A rivelarlo è uno degli studi più ampi mai realizzati sul tema, condotto dai ricercatori della Linköping University in Svezia e pubblicato sulla rivista Royal Society Open Science. Gli studiosi P. Jensen, Caisa Persson-Werme e Lina S. V. Roth hanno analizzato quasi tremila coppie cane-umano per capire cosa renda davvero solido il loro legame. La risposta è che l’addestramento piace più a noi che a loro.
Lo studio svedese
Per capire quanto fosse forte il rapporto tra umani e gli amici a quattrozampe, i ricercatori hanno utilizzato una scala di misura scientifica chiamata MDORS, che valuta tre aspetti: quanto tempo si trascorre insieme, quanto ci si sente vicini emotivamente e quanto è impegnativo gestire il proprio cane.
In una prima fase, che ha coinvolto 2.940 partecipanti, è emerso che sia giocare che addestrare aiutano. Ma c’è un però: l’effetto del gioco sul legame emotivo è risultato molto più potente e profondo rispetto a quello dell’addestramento. Imparare a dare la zampa è utile, ma rincorrersi in salotto cambia la sostanza del rapporto.
Cinque minuti che cambiano tutto
Ma quanto tempo serve? Spesso rinunciamo a interagire perché pensiamo di dover dedicare ore ad attività strutturate. Lo studio svedese dimostra il contrario. Nella seconda fase della ricerca, un gruppo di volontari ha aggiunto appena cinque minuti al giorno di gioco libero (senza obiettivi, solo divertimento) alla propria routine.
Dopo sole quattro settimane, solo chi aveva giocato di più ha registrato un miglioramento netto nella vicinanza emotiva. Chi invece si era concentrato sull’addestramento ha ottenuto risultati “tecnici” (il cane ubbidiva meglio), ma il legame affettivo non era cambiato. “Anche brevi sessioni di gioco quotidiane possono rafforzare il legame tra cani e proprietari”, spiegano gli autori.
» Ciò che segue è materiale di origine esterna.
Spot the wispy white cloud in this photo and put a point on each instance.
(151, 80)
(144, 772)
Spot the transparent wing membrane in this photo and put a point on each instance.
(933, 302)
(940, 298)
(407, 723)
È una questione di sintonizzazione: durante il gioco, i cuori di cane e umano tendono a battere all’unisono, abbassando i livelli di cortisolo, l’ormone dello stress.
Il gioco è nel loro DNA
Perché il gioco è così magico? Perché è ciò che ha reso il cane tale durante la sua evoluzione. Giocare con noi è parte della sua natura. Questa è una notizia straordinaria per chi decide di adottare un cane adulto dal canile.
Spesso si teme che, non avendo vissuto insieme i primi mesi di vita, il legame resterà sempre un po’ superficiale. Lo studio smentisce questo pregiudizio: i cani che hanno cambiato famiglia mostrano punteggi di vicinanza emotiva eccellenti. Chi investe nel gioco con un cane già adulto parte da una posizione di vantaggio. Il gioco è il modo più veloce per dire “ti puoi fidare di me” a un animale che ha sofferto.
Meno “sergenti”, più compagni di giochi
L’addestramento dà a noi umani l’illusione del controllo e dei progressi visibili, ma il gioco è l’unico momento in cui siamo davvero alla pari con il nostro cane. Non servono ricompense o istruzioni complicate: sono sufficienti un tiro alla fune, un nascondino dietro le porte di casa o una rincorsa in giardino.
In un mondo frenetico, questi cinque minuti sono un regalo che facciamo a noi stessi tanto quanto a loro. Smettere di dare ordini e iniziare a divertirsi è la via più breve per la felicità di entrambi. Come suggerisce la scienza svedese, la prossima volta che tornate a casa, prima di chiedere al vostro cane di stare “seduto”, provate a chiedergli di giocare.